All she wanted was for some bastard to show up and challenge her. That way, she could kill him or at least weaken him to the point that Tristan could finish him off.
Samuel was dead. It didn’t feel real. She’d had her issues with him over the years, but he was a good man who meant well for her and the Society. It’d taken her a while to appreciate that.
“Are you sure nothing else is wrong?” Jofi asked. “You seem unusually glum.”
“It’s all under control,” Lyssa replied. She paused. “No, that’s not true.”
Lying to Jofi was the worst part. Whatever people kept telling her, she’d grown used to him as something far more than a way to help channel powerful spells. He might not be human, but he was as much her friend as Aisha or Serafina. She understood why they needed to conduct the ritual, and it was the best choice given the situation, but that didn’t make her feel any better about it.
“What’s the problem, then?” Jofi asked. “I might not understand all the intricacies of humanity, but talking about it might make you feel better.”
“Assassins caught up with Samuel again,” Lyssa replied. “This time, they won.”
“That’s unfortunate. Elder Samuel seemed like a reasonable man.”
“I wonder if I could have drawn them off him if I had stuck around.

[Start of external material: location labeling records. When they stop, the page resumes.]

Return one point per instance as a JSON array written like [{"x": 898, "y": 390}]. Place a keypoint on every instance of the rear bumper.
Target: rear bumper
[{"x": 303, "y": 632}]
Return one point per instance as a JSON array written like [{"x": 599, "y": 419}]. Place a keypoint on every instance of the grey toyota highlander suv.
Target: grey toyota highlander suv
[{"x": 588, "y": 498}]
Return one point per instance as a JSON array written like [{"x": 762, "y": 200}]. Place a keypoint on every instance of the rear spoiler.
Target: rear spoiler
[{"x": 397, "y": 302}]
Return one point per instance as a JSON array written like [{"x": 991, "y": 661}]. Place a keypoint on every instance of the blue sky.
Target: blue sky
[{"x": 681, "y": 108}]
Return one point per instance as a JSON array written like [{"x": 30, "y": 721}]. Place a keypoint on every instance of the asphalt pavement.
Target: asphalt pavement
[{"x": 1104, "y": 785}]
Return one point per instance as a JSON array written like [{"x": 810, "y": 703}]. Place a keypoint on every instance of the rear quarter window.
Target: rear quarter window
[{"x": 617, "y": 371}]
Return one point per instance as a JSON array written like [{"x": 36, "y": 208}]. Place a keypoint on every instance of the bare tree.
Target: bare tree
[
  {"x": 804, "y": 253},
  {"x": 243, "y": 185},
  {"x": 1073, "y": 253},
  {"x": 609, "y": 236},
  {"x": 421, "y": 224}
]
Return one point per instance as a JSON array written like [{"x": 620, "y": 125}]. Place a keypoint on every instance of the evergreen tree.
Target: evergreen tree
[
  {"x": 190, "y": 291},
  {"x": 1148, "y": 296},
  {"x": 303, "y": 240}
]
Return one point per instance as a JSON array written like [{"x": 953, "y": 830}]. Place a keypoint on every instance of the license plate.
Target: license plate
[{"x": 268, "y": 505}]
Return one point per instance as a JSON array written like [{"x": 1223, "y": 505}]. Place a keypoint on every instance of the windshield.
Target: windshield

They might not have sent them at him if they could take a poke at my house.” Lyssa burst out, “Hell, I wonder if I’m the reason they found him.”
“He was not a Torch, but he was not weak,” Jofi said. “I doubt they were able to track him because of you, and if they knew you were present, they would have sent more people to conquer both targets.”
Lyssa thought that over. Jofi was right. Whoever was behind it was already sending multiple teams at people, not a single assassin. Her presence in America wouldn’t have achieved anything more than adding dead mercenaries to the growing pile.
That didn’t make her feel better. Compromises and sacrifices defined life, but she was getting sick of the people she cared about going down while the sick rogue bastards kept hiding. When the ritual was over, she’d do everything she could to force the Tribunal to allow her to help hunt down Samuel’s killer, with or without Tristan St. James’s assistance.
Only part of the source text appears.